Barbara Spinelli, addio a lista Tsipras un anno dopo il voto: “Progetto fallito”

A meno di un anno dall'elezione, l'annuncio del’europarlamentare. Resterà come indipendente nel gruppo Sinistra Unitaria Europea-Ngl. "Idea nata per superare frammentazione e coinvolgere anche elettori non di sinistra, ma i risultati non sono stati all'altezza". Nessuna adesione a soggetti politici italiani, ma "alle regionali appoggerò chi lotta contro il Partito della nazione"

Un anno dopo l’elezione, Barbara Spinelli lascia dalla lista l’Altra Europa con Tsipras. L’europarlamentare intende però restare a Bruxelles come indipendente nel gruppo Sinistra Unitaria EuropeaNgl. “Non intendo contribuire in alcun modo a un’ennesima atomizzazione della sinistra fondando o promuovendo un’ulteriore frazione politica” afferma la giornalista e scrittrice, precisando che “in Italia non entrerò in nessun gruppo, se eccettuo la mia militanza nell’associazione Libertà e Giustizia”. E annunciando che si concentrerà “sulle attività parlamentari europee con attenzione particolare a quello che succede in Italia e in Grecia”.

La lettera mette fine a un rapporto tormentato fin dall’inizio. Barbara Spinelli annunciò la propria candidatura di bandiera per tirare la volata alla lista ispirata al leader della sinistra greca, affermando che in caso di elezione avrebbe rinunciato al seggio. Dopo il voto, però, cambiò idea e parlò di “pressioni” da parte dei suoi elettori perché affrontasse davvero l’avventura di Bruxelles. Ne nacque un caso e il candidato di Sel Marco Furfaro, che le sarebbe subentrato, restò fuori dall’Europarlamento.

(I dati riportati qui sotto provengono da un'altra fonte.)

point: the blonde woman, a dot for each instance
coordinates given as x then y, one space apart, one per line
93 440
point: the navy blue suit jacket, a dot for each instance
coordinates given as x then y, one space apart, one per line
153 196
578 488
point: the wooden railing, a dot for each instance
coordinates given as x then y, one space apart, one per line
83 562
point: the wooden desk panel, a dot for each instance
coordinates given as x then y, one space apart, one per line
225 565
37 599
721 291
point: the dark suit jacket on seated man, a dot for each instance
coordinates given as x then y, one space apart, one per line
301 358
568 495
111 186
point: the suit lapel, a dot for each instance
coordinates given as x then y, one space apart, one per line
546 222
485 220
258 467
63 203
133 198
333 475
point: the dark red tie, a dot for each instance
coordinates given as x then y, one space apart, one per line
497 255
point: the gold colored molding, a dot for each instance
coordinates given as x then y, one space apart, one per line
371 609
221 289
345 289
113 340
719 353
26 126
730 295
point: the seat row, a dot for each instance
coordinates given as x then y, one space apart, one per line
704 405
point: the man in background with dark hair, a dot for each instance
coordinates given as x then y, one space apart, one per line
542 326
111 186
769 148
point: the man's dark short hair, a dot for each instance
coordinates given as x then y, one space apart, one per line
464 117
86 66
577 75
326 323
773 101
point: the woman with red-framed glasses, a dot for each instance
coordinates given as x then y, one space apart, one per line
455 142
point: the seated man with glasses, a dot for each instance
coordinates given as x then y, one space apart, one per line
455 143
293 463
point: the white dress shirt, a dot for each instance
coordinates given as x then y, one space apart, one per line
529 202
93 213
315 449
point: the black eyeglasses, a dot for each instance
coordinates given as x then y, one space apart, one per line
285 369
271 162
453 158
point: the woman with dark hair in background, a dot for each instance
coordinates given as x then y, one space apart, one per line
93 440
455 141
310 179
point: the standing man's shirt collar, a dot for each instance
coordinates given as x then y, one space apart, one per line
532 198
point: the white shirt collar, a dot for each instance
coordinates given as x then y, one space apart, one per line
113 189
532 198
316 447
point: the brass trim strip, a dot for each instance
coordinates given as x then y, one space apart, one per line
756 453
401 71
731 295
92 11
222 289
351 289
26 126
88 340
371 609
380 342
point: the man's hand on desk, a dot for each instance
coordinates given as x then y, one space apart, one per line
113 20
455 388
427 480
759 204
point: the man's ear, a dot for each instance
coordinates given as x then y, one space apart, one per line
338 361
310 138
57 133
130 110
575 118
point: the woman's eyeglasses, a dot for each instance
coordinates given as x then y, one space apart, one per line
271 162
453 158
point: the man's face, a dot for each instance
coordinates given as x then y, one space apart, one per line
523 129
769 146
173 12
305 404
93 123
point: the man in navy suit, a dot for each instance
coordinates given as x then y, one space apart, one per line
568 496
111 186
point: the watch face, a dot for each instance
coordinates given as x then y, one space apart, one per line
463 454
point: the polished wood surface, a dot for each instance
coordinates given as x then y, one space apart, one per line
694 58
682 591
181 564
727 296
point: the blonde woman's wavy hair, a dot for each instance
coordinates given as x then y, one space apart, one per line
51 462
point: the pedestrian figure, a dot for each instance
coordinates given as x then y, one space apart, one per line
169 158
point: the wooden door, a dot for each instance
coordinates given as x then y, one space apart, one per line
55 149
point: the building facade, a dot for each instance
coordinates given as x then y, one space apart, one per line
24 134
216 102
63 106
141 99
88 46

L’Altra Europa, continua Spinelli, “nacque come progetto di superamento dei piccoli partiti di sinistra; come conquista di un elettorato deluso sia dal Pd e dal M5S sia dal voto stesso, dunque un elettorato non esclusivamente ‘di sinistra’. Ritengo che L’Altra Europa non sia oggi all’altezza di quel progetto: è quanto ho sostenuto assieme a molti ex garanti e militanti della Lista, in una lettera aperta di dissenso indirizzata il 18 aprile a chi la dirige”.

L’europarlamentare si dice convinta che “l’Unione e l’eurozona vinceranno o si perderanno politicamente, a seconda di come sarà affrontata la ‘questione greca’. Proseguirò le battaglie fatte in questo primo anno di legislatura in difesa dei diritti fondamentali, a cominciare dalla questione migranti. In Italia, continuerò a combattere le grandi intese, l’idea di un “Partito della Nazione”, l’ortodossia delle riforme strutturali, la decostituzionalizzazione della nostra democrazia. Nelle prossime regionali appoggerò tutti coloro che sono davvero e sino in fondo impegnati in questa battaglia”.